A Call for Industrial Courage: Breaking Free
European leaders are aware of the imperative to act. The European Commission is already subsidizing factories to achieve an ambitious goal of producing two million shells a year. Efforts are underway to modernize existing plants operated by major producers like Rheinmetall, Eurenco, and KNDS, with new facilities planned in countries such as Hungary and Romania.
However, these vital efforts must overcome significant structural hurdles in the Western world:
1. Regulatory Burden: Upgrading and installing new plants is complicated by factors such as environmental regulations, energy, and labour costs.
2. Skilled Labour and Site Selection: There are difficulties in finding suitable production sites and securing skilled workers.
To ensure national security, Europe must prioritize and expedite two critical solution pathways:
1. Accelerated Diversification and Investment
The EU must aggressively pursue the diversification of its raw material sources away from China, looking to alternative suppliers in regions like India and Thailand. Simultaneously, governments must reduce bureaucratic inertia that slows down critical defence modernization projects. Russia’s workforce expansion—57 percent at the Kazan Gunpowder Plant and 39 percent at the Tambov Gunpowder Plant—shows the scale of personnel commitment required to restore high production rates in this labour-intensive industry.
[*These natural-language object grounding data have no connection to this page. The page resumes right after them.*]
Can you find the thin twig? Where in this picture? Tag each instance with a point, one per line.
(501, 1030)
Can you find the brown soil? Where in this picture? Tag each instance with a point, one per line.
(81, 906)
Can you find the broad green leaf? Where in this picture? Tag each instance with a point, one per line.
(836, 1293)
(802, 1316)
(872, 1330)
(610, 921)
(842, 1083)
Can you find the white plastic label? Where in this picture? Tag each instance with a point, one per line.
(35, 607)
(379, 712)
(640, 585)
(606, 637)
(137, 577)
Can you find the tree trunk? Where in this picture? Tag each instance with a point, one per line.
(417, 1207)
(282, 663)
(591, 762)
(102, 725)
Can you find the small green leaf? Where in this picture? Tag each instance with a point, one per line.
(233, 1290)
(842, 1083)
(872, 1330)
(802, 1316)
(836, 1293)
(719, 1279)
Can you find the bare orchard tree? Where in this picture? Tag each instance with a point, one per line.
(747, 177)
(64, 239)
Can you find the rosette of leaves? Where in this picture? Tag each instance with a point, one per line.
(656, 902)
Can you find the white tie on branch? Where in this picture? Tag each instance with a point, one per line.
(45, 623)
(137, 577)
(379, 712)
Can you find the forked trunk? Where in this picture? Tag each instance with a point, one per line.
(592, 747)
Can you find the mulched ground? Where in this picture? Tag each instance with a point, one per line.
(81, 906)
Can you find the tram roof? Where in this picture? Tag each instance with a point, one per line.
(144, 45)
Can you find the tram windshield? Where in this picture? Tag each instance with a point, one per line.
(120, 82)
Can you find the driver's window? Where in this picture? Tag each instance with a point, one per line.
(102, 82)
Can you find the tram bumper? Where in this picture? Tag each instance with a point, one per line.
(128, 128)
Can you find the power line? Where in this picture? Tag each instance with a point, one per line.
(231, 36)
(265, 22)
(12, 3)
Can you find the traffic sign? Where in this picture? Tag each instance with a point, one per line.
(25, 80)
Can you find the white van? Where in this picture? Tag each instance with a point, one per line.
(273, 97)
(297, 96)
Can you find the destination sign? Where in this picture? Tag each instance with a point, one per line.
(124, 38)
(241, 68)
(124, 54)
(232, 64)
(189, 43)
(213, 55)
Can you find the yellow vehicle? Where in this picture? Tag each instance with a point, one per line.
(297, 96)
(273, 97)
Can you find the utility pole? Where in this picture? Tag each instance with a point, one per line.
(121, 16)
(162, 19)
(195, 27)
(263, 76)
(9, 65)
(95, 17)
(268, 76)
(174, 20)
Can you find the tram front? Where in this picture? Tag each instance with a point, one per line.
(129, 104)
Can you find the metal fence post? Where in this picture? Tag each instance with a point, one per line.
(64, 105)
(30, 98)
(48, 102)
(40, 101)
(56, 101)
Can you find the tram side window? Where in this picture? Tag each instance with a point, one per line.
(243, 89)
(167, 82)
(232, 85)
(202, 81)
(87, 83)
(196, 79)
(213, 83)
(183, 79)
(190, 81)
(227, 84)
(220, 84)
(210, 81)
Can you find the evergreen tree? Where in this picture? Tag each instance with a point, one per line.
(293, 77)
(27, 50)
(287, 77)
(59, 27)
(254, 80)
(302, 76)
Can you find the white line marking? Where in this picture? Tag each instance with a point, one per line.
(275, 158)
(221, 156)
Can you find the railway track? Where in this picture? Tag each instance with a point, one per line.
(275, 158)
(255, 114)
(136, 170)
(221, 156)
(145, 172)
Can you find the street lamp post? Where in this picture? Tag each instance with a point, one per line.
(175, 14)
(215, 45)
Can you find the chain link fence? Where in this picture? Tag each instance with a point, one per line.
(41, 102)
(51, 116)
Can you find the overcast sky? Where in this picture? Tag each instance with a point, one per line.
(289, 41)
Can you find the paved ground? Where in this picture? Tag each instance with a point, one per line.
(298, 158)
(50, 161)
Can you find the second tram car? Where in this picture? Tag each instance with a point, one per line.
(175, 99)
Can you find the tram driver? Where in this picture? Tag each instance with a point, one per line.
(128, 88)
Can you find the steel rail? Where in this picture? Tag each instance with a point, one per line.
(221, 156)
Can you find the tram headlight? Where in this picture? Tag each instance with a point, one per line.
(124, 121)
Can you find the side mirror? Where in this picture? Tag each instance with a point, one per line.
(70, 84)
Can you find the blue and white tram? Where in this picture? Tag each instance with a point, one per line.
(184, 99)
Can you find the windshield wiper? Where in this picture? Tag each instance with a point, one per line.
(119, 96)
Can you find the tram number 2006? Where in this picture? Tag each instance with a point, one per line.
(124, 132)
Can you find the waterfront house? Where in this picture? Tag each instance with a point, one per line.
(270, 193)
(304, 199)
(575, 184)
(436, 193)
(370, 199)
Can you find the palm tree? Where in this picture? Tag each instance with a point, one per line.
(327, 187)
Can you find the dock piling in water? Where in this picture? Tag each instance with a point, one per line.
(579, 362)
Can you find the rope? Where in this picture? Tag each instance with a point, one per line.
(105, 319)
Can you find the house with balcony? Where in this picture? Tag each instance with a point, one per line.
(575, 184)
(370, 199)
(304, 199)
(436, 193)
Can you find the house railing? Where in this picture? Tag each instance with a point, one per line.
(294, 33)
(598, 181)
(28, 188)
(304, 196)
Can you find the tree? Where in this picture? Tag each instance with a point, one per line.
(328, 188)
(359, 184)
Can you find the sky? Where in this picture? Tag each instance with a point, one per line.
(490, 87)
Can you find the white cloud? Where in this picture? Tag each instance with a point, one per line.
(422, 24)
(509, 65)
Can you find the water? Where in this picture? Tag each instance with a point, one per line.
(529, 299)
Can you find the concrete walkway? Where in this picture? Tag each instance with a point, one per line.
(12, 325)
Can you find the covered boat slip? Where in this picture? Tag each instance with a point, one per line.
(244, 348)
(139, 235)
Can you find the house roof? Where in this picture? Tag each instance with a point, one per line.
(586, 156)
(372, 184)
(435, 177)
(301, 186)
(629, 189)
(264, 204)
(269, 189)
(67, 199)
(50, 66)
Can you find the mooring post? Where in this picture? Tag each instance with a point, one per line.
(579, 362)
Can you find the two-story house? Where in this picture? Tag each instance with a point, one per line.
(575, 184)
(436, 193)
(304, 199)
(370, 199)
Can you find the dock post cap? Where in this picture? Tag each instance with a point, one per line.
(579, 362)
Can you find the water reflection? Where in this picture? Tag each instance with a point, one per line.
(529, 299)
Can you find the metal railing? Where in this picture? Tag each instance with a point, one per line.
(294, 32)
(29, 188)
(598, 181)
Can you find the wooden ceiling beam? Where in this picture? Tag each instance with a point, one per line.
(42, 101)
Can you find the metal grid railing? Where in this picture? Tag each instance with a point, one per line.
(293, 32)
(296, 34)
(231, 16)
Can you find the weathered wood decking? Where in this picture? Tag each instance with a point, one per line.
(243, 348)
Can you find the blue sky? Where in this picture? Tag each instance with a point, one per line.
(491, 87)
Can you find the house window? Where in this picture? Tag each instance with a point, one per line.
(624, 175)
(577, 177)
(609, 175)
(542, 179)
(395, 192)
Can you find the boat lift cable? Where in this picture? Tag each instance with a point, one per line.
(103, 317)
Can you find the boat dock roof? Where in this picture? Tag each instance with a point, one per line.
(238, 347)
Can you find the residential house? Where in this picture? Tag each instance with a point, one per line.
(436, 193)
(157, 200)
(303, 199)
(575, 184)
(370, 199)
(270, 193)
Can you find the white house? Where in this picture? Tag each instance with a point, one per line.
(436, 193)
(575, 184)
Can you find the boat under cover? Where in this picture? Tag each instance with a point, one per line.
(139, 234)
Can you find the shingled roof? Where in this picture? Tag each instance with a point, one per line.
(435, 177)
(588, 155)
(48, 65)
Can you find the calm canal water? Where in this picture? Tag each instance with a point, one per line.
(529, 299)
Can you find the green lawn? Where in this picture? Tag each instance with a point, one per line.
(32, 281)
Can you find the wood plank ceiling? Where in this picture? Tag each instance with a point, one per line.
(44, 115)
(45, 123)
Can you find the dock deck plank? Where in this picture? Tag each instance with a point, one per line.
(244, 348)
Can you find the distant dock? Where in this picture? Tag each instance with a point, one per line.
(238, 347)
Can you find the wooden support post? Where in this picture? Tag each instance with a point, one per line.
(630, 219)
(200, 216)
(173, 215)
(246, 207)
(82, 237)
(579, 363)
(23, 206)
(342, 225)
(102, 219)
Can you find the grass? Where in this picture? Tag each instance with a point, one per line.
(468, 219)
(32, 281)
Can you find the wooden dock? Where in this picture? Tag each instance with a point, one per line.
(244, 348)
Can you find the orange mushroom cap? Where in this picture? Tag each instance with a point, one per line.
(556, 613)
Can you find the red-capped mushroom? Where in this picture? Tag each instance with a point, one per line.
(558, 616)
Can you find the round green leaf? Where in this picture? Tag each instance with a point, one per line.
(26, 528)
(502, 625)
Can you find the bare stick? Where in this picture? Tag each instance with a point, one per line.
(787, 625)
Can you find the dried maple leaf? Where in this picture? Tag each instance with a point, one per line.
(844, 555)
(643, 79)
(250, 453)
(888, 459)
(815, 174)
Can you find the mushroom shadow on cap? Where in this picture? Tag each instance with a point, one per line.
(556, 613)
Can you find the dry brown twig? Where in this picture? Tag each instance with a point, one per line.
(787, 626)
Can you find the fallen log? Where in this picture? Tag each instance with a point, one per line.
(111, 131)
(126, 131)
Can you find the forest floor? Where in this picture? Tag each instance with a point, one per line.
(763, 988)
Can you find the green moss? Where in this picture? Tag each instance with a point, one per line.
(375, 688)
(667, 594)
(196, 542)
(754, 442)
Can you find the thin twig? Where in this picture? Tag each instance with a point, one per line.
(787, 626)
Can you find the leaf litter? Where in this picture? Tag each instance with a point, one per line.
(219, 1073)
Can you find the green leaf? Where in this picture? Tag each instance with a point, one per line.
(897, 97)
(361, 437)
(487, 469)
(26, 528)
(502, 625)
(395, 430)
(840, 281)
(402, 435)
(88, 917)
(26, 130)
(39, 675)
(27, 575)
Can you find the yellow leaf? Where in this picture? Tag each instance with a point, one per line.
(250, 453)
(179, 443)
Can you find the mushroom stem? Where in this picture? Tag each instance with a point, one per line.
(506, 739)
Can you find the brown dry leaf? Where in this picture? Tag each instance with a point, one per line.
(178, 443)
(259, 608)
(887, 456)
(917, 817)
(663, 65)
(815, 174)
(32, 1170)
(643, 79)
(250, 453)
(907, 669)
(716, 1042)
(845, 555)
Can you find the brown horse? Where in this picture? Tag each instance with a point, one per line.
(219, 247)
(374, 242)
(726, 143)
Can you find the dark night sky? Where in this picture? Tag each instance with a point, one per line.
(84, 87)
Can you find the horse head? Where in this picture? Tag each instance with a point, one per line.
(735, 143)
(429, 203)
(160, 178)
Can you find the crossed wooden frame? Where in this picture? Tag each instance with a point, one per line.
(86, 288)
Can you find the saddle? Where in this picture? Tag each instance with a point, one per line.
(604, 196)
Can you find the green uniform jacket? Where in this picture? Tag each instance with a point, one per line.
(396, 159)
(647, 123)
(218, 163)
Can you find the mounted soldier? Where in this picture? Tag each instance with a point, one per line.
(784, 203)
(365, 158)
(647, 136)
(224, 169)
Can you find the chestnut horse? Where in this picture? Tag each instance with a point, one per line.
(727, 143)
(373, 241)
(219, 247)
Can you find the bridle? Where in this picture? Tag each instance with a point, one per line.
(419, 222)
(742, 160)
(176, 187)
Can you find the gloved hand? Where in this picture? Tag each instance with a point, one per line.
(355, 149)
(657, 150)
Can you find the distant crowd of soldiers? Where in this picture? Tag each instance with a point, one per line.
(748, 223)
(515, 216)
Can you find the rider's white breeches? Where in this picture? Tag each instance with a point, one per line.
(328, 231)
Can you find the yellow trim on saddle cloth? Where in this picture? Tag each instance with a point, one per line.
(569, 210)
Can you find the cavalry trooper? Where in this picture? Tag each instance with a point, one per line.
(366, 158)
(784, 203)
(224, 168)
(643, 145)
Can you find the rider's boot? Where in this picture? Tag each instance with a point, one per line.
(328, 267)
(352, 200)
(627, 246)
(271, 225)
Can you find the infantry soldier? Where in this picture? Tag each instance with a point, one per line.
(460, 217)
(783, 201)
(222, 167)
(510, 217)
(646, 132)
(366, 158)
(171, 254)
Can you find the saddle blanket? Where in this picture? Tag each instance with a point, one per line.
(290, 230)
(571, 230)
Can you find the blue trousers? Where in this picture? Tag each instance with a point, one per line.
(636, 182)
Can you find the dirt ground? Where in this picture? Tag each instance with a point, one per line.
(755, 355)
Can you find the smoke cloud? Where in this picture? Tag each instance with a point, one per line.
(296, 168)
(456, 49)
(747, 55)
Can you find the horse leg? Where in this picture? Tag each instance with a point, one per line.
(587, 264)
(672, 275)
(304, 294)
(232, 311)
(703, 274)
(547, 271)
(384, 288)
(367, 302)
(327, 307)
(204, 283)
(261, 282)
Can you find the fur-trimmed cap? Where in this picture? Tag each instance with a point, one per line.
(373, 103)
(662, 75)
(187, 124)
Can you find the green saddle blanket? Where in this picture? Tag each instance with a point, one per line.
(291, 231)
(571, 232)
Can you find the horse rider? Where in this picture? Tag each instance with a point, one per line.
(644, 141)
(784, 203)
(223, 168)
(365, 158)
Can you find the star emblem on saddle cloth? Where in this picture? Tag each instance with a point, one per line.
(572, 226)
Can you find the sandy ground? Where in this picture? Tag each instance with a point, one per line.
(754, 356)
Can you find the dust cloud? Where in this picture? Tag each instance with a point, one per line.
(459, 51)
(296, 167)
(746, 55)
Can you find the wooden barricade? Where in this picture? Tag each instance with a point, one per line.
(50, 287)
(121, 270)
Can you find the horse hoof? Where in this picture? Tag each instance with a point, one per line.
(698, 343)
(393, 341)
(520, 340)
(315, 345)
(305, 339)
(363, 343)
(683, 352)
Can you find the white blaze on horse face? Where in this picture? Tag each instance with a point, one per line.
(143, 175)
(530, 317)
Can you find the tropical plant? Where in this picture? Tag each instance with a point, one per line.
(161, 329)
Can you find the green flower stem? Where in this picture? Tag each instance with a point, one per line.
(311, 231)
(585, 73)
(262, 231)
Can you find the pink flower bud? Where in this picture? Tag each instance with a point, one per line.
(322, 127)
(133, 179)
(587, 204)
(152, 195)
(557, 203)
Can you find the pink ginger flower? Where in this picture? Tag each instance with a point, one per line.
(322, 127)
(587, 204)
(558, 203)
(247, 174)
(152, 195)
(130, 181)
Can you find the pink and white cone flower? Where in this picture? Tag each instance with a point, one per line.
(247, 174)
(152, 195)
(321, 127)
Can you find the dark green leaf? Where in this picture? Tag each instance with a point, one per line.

2. Mastering Alternative Cellulose Sources
Europe must rapidly invest in proven alternative raw materials to break the cotton dependency. Manufacturers are already exploring new solutions such as wood cellulose. While cotton cellulose is considered ideal for gunpowder manufacturing due to its specific properties, the geopolitical risks posed by relying solely on cotton far outweigh the technological challenges of transitioning to wood cellulose or other fibres. Ukraine is already conducting experimental harvests of special "gunpowder" cotton varieties in the Odesa region, but the transition to industrial production requires developing massive technological chains potentially worth hundreds of millions of dollars. Europe must match this commitment with industrial-scale investment across the entire chain—from processing nitrocellulose to final propellant charge manufacturing. For the foreseeable future, artillery remains crucial, meaning gunpowder will remain in high demand.
The challenge of removing the bottlenecks in nitrocellulose production is a fundamental test for European sovereignty and military readiness. Europe must act decisively now to ensure its firepower is determined by its strategic resolve, not by the political whim of external monopolies.